かしこみかしこみお頼み申すと申せば申せど申されど。もう、もう、もうと三人寄れば文殊の知恵にて御座候。願いましては、今川焼か回転焼きか、それとも五臓六腑のうわの空。
「もはや意味不明で読者がついてこれねえって言ってんだろうが! ノリと勢いだけで書いてんじゃねえぞ作者ぁ!」
「そういうけどさ、
「普通に純粋にお笑いか、コメディかで書けばよいだろうが!」
「狙って書く笑い系ほど笑えないものはねえよ」
「お前、いま、コメディくんとして話してんのか作者として話してんのかどっちだ!」
火花飛び交く二人のまにまに。
狂い咲き誇るは紅の花。いざや旅立て、空のクジラに飛び乗りて、目指し目指さん地中海レモンは塩ラーメン。

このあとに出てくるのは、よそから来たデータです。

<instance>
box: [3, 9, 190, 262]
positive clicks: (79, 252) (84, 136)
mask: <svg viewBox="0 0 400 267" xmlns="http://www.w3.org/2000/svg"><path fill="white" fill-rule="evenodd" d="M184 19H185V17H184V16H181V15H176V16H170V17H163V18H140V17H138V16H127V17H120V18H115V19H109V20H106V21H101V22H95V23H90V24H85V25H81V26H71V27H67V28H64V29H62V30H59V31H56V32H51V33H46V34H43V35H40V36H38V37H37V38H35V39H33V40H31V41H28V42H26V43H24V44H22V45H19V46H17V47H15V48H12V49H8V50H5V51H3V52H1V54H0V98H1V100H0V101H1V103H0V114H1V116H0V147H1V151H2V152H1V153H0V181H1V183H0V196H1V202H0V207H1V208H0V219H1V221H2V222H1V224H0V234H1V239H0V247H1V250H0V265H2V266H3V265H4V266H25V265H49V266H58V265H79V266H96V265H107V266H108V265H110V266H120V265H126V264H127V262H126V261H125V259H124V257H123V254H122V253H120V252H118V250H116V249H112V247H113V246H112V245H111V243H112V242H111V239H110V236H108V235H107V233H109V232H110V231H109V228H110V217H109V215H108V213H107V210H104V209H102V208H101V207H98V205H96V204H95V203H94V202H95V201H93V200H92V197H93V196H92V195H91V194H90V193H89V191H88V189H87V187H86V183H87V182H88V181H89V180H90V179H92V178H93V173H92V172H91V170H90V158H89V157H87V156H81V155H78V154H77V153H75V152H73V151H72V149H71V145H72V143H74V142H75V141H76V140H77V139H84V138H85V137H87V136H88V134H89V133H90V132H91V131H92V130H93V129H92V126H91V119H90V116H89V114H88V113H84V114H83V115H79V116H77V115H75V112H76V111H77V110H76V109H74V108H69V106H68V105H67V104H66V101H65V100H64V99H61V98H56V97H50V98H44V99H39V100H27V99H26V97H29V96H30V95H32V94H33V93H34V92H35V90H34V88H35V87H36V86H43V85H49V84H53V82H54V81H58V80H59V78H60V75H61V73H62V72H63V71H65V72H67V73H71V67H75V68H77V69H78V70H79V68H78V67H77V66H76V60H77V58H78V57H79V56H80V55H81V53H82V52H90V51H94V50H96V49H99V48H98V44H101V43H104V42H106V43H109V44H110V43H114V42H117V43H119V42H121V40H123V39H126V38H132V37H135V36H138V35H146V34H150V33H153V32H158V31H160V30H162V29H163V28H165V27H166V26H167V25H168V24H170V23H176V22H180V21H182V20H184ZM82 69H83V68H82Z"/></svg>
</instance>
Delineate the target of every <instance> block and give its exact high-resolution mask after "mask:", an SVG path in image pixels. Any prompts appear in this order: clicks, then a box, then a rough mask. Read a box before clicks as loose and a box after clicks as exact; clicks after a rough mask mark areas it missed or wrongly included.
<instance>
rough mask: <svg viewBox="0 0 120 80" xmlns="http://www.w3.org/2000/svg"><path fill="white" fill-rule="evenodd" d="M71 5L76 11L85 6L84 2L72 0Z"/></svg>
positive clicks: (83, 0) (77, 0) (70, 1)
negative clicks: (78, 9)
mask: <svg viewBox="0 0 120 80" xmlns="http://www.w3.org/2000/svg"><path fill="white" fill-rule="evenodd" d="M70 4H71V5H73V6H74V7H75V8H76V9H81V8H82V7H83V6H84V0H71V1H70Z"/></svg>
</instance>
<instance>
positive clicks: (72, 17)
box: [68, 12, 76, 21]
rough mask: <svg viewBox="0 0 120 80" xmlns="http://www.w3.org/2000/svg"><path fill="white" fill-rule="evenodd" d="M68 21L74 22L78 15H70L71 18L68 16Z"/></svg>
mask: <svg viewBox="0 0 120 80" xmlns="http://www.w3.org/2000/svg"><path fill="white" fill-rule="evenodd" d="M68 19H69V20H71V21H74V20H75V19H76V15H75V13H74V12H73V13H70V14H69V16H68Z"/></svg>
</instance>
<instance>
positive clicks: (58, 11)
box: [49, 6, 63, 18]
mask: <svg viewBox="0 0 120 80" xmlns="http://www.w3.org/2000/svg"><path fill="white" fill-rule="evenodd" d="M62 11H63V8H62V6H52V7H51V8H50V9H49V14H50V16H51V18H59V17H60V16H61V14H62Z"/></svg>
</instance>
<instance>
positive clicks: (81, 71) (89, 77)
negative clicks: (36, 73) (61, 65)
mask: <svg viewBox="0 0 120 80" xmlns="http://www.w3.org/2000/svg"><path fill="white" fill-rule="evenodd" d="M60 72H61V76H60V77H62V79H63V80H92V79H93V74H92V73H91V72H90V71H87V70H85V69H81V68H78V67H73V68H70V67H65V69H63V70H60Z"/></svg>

「そもそもさ、いまだにコメディの選択肢がないところでコメディ書けとか言われても、また現代ドラマ殿に文句言われるのはこっちだぜ?」
「それは申し訳ないとは思わなくもないけど、ていうか、俺のせいではないよな」
「君のせいでコメディが笑われ分野になってるのは間違いないから君のせいではあると思う」
「人を笑わせてはいても笑われている自覚はねえよ」
「末期か」
「やめろやめろ」
ひゅるりと脱げ落ちたウサギの寝床にウナギが顔を出しては盗まれる。
東の空に月が昇れば、海が太陽に沈みだす。月面着陸、これは真か騒ぐ亀の隣を桃太郎が走り抜け、フライング疑惑で御婆様を乱射した。

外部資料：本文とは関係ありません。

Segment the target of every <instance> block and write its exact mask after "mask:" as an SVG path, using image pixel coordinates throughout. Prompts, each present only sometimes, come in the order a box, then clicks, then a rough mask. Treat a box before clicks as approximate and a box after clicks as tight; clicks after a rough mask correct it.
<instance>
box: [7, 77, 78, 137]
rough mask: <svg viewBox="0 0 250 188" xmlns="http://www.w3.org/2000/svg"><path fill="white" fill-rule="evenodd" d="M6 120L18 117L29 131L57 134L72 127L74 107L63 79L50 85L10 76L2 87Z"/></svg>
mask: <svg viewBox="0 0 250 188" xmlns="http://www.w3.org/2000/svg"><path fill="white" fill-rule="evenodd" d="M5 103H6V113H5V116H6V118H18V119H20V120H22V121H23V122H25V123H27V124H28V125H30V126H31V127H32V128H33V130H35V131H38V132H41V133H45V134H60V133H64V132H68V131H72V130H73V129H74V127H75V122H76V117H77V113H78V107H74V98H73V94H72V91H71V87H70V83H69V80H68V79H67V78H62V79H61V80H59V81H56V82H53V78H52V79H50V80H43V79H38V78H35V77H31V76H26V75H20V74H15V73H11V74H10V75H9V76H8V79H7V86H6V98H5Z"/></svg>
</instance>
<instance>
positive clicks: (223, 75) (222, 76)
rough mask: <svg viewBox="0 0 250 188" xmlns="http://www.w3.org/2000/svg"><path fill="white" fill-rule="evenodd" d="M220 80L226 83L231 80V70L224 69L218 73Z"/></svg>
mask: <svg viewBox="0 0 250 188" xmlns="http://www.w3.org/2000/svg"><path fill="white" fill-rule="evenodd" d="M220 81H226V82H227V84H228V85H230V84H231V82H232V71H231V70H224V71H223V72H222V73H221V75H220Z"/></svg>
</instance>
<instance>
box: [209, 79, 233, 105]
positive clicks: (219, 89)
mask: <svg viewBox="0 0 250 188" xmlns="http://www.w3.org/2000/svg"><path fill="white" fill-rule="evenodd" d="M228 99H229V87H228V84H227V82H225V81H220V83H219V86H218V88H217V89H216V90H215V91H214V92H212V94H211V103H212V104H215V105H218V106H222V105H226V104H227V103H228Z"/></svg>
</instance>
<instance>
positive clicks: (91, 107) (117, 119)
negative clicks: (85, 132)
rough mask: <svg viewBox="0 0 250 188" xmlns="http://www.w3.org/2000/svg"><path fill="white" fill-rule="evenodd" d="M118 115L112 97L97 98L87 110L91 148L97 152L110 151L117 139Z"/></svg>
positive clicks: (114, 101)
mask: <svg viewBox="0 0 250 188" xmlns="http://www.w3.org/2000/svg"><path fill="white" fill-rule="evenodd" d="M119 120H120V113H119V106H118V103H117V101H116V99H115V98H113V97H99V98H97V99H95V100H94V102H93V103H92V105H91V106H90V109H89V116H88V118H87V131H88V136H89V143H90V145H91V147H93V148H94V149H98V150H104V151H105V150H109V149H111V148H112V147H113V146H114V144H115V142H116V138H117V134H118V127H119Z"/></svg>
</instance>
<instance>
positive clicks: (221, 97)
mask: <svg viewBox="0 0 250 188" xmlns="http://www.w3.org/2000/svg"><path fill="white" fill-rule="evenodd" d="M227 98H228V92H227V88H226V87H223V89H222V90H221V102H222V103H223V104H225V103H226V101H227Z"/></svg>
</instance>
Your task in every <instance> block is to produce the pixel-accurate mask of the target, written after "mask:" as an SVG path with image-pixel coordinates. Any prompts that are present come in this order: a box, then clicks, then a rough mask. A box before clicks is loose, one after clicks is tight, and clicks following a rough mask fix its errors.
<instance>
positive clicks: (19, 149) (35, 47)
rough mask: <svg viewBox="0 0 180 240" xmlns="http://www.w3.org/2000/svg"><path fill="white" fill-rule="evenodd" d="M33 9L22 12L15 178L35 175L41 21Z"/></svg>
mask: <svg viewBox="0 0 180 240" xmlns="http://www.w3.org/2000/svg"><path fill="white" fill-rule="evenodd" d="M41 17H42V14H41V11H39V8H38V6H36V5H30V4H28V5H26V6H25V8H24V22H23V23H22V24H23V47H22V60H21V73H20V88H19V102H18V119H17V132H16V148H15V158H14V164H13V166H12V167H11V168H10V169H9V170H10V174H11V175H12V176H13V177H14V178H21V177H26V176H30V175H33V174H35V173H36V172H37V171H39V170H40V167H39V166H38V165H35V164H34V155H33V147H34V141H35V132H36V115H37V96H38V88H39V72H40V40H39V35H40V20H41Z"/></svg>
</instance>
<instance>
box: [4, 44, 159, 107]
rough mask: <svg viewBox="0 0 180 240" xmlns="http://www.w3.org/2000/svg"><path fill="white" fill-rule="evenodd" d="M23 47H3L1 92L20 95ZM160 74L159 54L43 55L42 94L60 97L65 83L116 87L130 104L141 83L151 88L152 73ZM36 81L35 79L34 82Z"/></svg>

「日本語なんてものは元の意味ではなく使い勝手で決めるからな。つまりは、いくらお前が喚こうともコメディとお笑いは同意議なんだよ、日本では」
「俺のものは俺のもの、お前のものは彼のもの。どいつもこいつも好き勝手言いやがる!!」
「誰だよ、彼。てか、現状だけ見るとボケているお前がまさにコメディイコールお笑いを体現しているからな」
「だって、実際そうじゃん」
「じゃあ、この話の前提はどこいった!!」
「ねえよ、そんなもん」
「読者の! 時間を! 返せ!!」
チクタクチクタク。鐘が鳴る。
三時のおやつと泣きながら叫んだ子どもが、狙う木の実を打ち落とす。黄身と君とがまざりあって白黒茶色と色めく色が色々と、色んな色味を異論なく正論気味に小気味よくとも笑って泣いて、怒って笑う。
いざや、いやざとこれにて終わりと宣いませんと欲しませう。